Change 18242 by jhi@kosh on 2002/12/03 15:04:07
Slight tweaks on the XS-and-Unicode docs, inspired by [perl #17852].
Affected files ...
.... //depot/maint-5.8/perl/pod/perlguts.pod#2 edit
.... //depot/maint-5.8/perl/pod/perlunicode.pod#3 edit
Differences ...
==== //depot/maint-5.8/perl/pod/perlguts.pod#2 (text) ====
Index: perl/pod/perlguts.pod
--- perl/pod/perlguts.pod#1~17645~ Fri Jul 19 12:29:57 2002
+++ perl/pod/perlguts.pod Tue Dec 3 07:04:07 2002
@@ -2230,13 +2230,15 @@
over. You're on your own about bounds checking, though, so don't use it
lightly.
-All bytes in a multi-byte UTF8 character will have the high bit set, so
-you can test if you need to do something special with this character
-like this:
+All bytes in a multi-byte UTF8 character will have the high bit set,
+so you can test if you need to do something special with this
+character like this (the UTF8_IS_CONTINUED() is a macro that tests
+whether the byte is part of a multi-byte UTF-8 character):
- UV uv;
+ U8 *utf;
+ UV uv; /* Note: a UV, not a U8, not a char */
- if (utf & 0x80)
+ if (UTF8_IS_CONTINUED(*utf))
/* Must treat this as UTF8 */
uv = utf8_to_uv(utf);
else
@@ -2247,7 +2249,7 @@
value of the character; the inverse function C<uv_to_utf8> is available
for putting a UV into UTF8:
- if (uv > 0x80)
+ if (UTF8_IS_CONTINUED(uv))
/* Must treat this as UTF8 */
utf8 = uv_to_utf8(utf8, uv);
else
@@ -2309,6 +2311,10 @@
not it's dealing with UTF8 data, so that it can handle the string
appropriately.
+Since just passing an SV to an XS function and copying the data of
+the SV is not enough to copy the UTF8 flags, even less right is just
+passing a C<char *> to an XS function.
+
=head2 How do I convert a string to UTF8?

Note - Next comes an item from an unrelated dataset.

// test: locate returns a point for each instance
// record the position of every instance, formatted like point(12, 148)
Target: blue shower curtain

If you're mixing UTF8 and non-UTF8 strings, you might find it necessary
@@ -2349,12 +2355,13 @@
=item *
If a string is UTF8, B<always> use C<utf8_to_uv> to get at the value,
-unless C<!(*s & 0x80)> in which case you can use C<*s>.
+unless C<!UTF8_IS_CONTINUED(*s)> in which case you can use C<*s>.
=item *
-When writing to a UTF8 string, B<always> use C<uv_to_utf8>, unless
-C<uv < 0x80> in which case you can use C<*s = uv>.
+When writing a character C<uv> to a UTF8 string, B<always> use
+C<uv_to_utf8>, unless C<!UTF8_IS_CONTINUED(uv))> in which case
+you can use C<*s = uv>.
=item *
==== //depot/maint-5.8/perl/pod/perlunicode.pod#3 (text) ====
Index: perl/pod/perlunicode.pod
--- perl/pod/perlunicode.pod#2~18080~ Sun Nov 3 21:23:04 2002
+++ perl/pod/perlunicode.pod Tue Dec 3 07:04:07 2002
@@ -1015,8 +1015,10 @@
=head2 Using Unicode in XS
-If you want to handle Perl Unicode in XS extensions, you may find
-the following C APIs useful. See L<perlapi> for details.
+If you want to handle Perl Unicode in XS extensions, you may find the
+following C APIs useful. See also L<perlguts/"Unicode Support"> for an
+explanation about Unicode at the XS level, and L<perlapi> for the API
+details.
=over 4
End of Patch.